It is striking how British Boston-based Aberdeen City sounds. Singer/bassist Bradley Parker’s emotive vocals, the icy guitar riffs and the geek rock persona all conjur up thoughts of English, not American, acts. Freezing Atlantic, Aberdeen City’s debut album, is a call to arms for better indie rock in the States. Don’t get me wrong, there are plenty of great indie acts here: Sufjan Stevens, Death Cab (still count as indie), and Iron and Wine are just a few. But much of American indie music tends to a lighter, more folksy slant. Yes, there are plenty of punk and emo bands tearing up the Stars and Stripes, but I’m talking about that middle ground between acoustic and angst.
Enter Aberdeen City.

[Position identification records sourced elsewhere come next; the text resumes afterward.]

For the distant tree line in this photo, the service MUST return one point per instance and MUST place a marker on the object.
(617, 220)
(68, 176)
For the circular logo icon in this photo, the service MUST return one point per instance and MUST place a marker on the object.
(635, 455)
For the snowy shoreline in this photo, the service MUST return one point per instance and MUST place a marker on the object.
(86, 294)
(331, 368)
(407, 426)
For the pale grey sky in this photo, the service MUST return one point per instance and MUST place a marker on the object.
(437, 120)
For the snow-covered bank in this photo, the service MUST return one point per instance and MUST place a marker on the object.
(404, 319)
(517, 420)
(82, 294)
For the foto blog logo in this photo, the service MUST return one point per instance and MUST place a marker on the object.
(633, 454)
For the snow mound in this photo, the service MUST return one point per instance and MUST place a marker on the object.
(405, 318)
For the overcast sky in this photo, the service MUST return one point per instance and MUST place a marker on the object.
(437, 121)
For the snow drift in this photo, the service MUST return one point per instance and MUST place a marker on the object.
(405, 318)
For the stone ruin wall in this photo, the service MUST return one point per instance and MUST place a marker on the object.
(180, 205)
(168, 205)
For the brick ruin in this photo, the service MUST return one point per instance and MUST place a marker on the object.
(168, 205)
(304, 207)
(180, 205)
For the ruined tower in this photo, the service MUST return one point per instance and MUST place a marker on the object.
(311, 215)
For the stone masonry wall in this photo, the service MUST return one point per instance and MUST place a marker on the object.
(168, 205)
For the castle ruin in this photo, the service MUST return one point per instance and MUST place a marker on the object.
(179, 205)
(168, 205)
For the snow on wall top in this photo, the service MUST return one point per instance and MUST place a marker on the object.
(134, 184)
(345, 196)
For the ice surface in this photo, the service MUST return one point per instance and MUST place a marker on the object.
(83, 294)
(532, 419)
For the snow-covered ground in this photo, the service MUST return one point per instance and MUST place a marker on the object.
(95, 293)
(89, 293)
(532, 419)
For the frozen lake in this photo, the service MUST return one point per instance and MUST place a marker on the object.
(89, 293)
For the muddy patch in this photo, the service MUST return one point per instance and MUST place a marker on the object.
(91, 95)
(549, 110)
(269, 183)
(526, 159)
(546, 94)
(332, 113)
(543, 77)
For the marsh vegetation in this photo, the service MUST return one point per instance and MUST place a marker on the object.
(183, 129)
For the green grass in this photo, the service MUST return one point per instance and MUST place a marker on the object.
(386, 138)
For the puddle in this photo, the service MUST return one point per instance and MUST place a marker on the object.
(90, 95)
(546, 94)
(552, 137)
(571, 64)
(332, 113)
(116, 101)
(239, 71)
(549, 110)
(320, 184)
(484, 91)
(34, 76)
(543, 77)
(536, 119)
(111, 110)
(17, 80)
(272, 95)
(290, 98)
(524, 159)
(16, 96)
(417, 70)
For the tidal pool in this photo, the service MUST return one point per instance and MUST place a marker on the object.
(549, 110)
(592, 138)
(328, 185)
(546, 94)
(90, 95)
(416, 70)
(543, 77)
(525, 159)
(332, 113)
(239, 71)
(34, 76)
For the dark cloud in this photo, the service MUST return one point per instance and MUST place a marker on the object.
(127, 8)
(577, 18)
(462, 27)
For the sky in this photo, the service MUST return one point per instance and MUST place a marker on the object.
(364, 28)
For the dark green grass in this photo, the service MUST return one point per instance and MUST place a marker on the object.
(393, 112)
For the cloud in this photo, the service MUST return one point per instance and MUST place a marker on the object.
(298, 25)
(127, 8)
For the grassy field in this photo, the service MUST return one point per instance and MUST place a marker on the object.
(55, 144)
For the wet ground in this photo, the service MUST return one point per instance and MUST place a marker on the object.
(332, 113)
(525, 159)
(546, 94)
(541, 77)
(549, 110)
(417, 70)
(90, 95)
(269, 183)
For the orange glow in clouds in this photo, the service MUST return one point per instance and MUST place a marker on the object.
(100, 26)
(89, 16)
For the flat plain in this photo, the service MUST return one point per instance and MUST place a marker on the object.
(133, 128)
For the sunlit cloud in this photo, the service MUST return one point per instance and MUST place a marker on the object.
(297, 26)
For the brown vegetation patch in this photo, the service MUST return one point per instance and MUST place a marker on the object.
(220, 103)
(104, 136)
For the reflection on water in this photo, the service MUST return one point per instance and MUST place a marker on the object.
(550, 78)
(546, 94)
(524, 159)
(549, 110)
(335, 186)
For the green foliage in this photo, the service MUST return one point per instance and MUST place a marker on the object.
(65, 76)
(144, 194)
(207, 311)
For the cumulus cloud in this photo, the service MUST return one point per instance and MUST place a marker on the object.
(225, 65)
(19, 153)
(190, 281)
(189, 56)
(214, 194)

A four piece that, despite their serious attitude toward making music, don’t seem to take themselves very seriously. The bio on their webpage tells us that lead singer Brad Parker, “built a sensory deprivation chamber in his parents’ attic. After spending a week inside, Bradley emerged filled with incredible insights.”
Ok. A humorous group of guys from New England looking to share their tunes with the masses? I’m interested.
Described by Alternative Press as “what it would sound like if the Strokes and Interpol had a love child”. I don’t think I could explain it any better than that. The songs on The Freezing Atlantic range from energetic post-punk anthems to slower, more introspective songs. The album speaks to a range of creative ability that few bands are hanging their hats on these days. There are a couple of tremendous stand out songs on the album, specifically album anchor “God Is Going To Get Sick Of Me”, the cryptic lyrics of “In Combat” and “Another Seven Years”, and the controlled aggression of “Sixty Lives”.
Ok, I just named half of the album. Without even discussing my fondness for the desperation of “Mercy” or the lamentations sung in unison with great ryhtm section work on “Pretty Pet”. It’s one of the few songs on the album where the lyrics are relatively straight forward in terms of getting to the heart of the issue at hand.
Excuse my jingoistic desires for rock equality. But a good band from America is coming to a sweaty club near you a lot sooner than if they play every Academy gig in England first. In fact, Aberdeen City recently came to Philly and they are currently on the West Coast supporting this album. Missing their show at The Khyber in late October is “the one that got away” this fall. But I’ve got an impressive debut to tide me over until they find their way back to the East Coast.